The earnings expansion was led by robust performances from Al Rajhi Bank, Saudi National Bank, and Bank Albilad, despite the onset of the Iran war on February 28. Growth was primarily supported by an 8% rise in funded income and a sharp 38% decline in provisions, highlighting improving asset quality and lower credit stress across the system.
Yet beneath the headline strength, pressure points are beginning to emerge. Non-funded income fell 3% year-on-year, reflecting regulatory changes affecting fees and commissions alongside softer operating conditions in non-banking businesses. The divergence suggests that while core lending activity remains healthy, ancillary revenue streams are facing structural and cyclical headwinds.

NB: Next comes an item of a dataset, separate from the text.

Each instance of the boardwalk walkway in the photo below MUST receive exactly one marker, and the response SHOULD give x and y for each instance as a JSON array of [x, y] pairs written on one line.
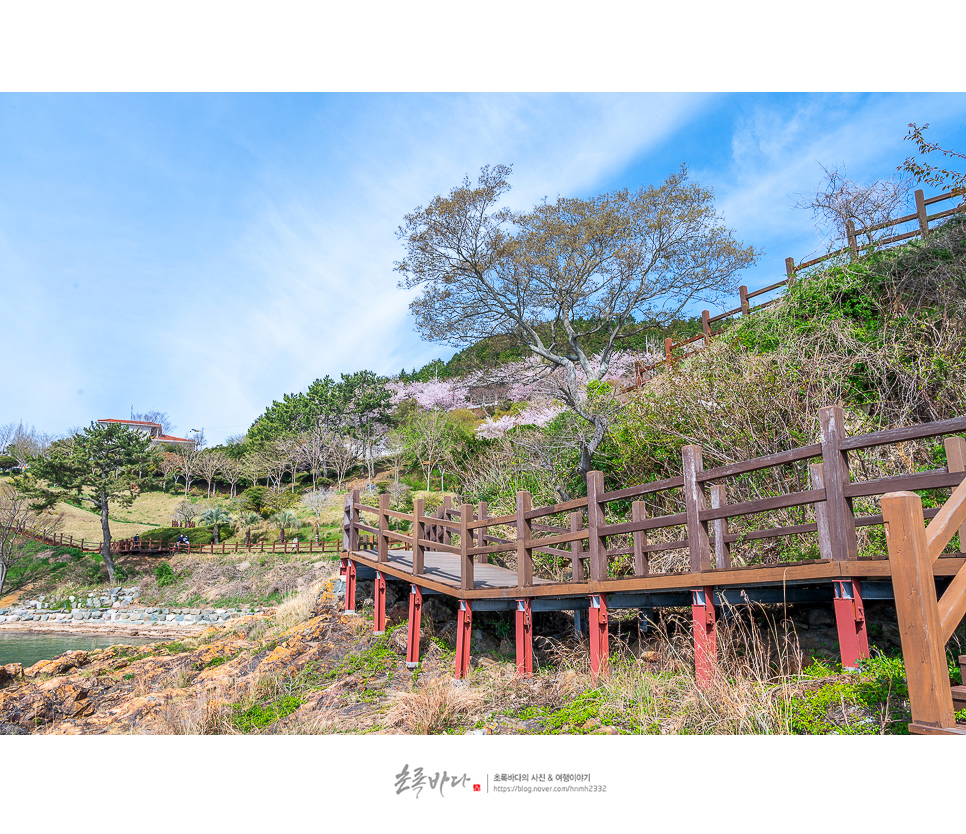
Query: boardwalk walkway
[[608, 559]]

Liquidity dynamics also shifted materially during the quarter. Deposits grew 9% year-on-year and 4% quarter-on-quarter, surpassing credit growth for the first time in two years. Strong government deposit inflows and relatively muted borrowing demand helped ease pressure on the sector’s loan-to-deposit ratio, allowing net interest margins to remain broadly stable amid softer pricing competition.
Most lenders maintained existing guidance, although Al Rajhi Bank revised its net interest margin outlook upward.
Looking ahead, analysts expect investor attention to center on SME lending momentum and the trajectory of corporate credit demand. The pace of financing tied to Saudi Arabia’s Vision 2030 projects in the second half of 2026 could prove decisive in determining whether the sector enters a broader re-acceleration cycle after a period of moderated loan growth.